Infectious Disease Epidemiology Group, Weill Cornell Medical College in Qatar, Cornell University, Qatar Foundation, Education City, Doha, Qatar; Department of Healthcare Policy and Research, Weill Cornell Medical College, Cornell University, NY, USA.
Infectious Disease Epidemiology Group, Weill Cornell Medical College in Qatar, Cornell University, Qatar Foundation, Education City, Doha, Qatar; Department of Healthcare Policy and Research, Weill Cornell Medical College, Cornell University, NY, USA; Vaccine and Infectious Disease Division, Fred Hutchinson Cancer Research Center, Seattle, USA.

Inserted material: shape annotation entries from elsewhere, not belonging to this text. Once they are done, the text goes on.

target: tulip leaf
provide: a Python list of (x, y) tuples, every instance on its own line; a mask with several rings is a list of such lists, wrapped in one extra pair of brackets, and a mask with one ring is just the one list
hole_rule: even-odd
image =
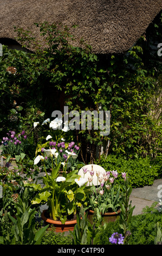
[(70, 190), (68, 191), (67, 191), (66, 190), (65, 190), (64, 192), (67, 195), (68, 199), (69, 199), (70, 202), (73, 201), (73, 200), (74, 199), (74, 194), (73, 192), (72, 191), (72, 190)]
[(50, 194), (50, 193), (48, 191), (44, 191), (43, 192), (40, 193), (38, 194), (31, 201), (31, 203), (32, 204), (40, 204), (42, 201), (47, 202)]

Comput Biol Med. 2014 Jul;50:1-8. doi: 10.1016/j.compbiomed.2014.03.008. Epub 2014 Apr 13.
In this study, we illustrate the utility of an agent-based simulation to inform a trial design and how this supports outcome interpretation of randomized controlled trials (RCTs). We developed agent-based Monte Carlo models to simulate existing landmark HIV RCTs, such as the Partners in Prevention HSV/HIV Transmission Study. We simulated a variation of this study using valacyclovir therapy as the intervention, and we used a male circumcision RCT based on the Rakai Male Circumcision Trial. Our results indicate that a small fraction (20%) of the simulated Partners in Prevention HSV/HIV Transmission Study realizations rejected the null hypothesis, which was no effect from the intervention. Our results also suggest that an RCT designed to evaluate the effectiveness of a more potent drug regimen for HSV-2 suppression (valacyclovir therapy) is more likely to identify the efficacy of the intervention. For the male circumcision RCT simulation, the greater biological effect of the male circumcision yielded a major fraction (81%) of RCT realizations' that rejects the null hypothesis, which was no effect from the intervention. Our study highlights how agent-based simulations synthesize individual variation in the epidemiological context of the RCT. This methodology will be particularly useful for designing RCTs aimed at evaluating combination prevention interventions in community-based RCTs, wherein an intervention׳s effectiveness is challenging to predict.
在本研究中,我们展示了基于代理的模拟在为试验设计提供信息以及如何支持随机对照试验(RCT)的结果解释方面的效用。我们开发了基于代理的蒙特卡罗模型来模拟现有的艾滋病毒 RCT,例如预防伙伴 HSV/HIV 传播研究。我们使用伐昔洛韦治疗作为干预措施模拟了该研究的一种变体,我们还使用了基于 Rakai 男性包皮环切试验的男性包皮环切 RCT。我们的结果表明,在模拟的预防伙伴 HSV/HIV 传播研究实现中,只有一小部分(20%)拒绝了干预没有效果的零假设。我们的结果还表明,设计用于评估更有效的 HSV-2 抑制药物方案(伐昔洛韦治疗)的 RCT 更有可能确定干预的效果。对于男性包皮环切 RCT 模拟,男性包皮环切的更大生物学效应导致 81%的 RCT 实现拒绝了干预没有效果的零假设。我们的研究强调了基于代理的模拟如何在 RCT 的流行病学背景下综合个体差异。这种方法对于设计旨在评估社区 RCT 中基于组合的预防干预措施的 RCT 将特别有用,因为很难预测干预措施的有效性。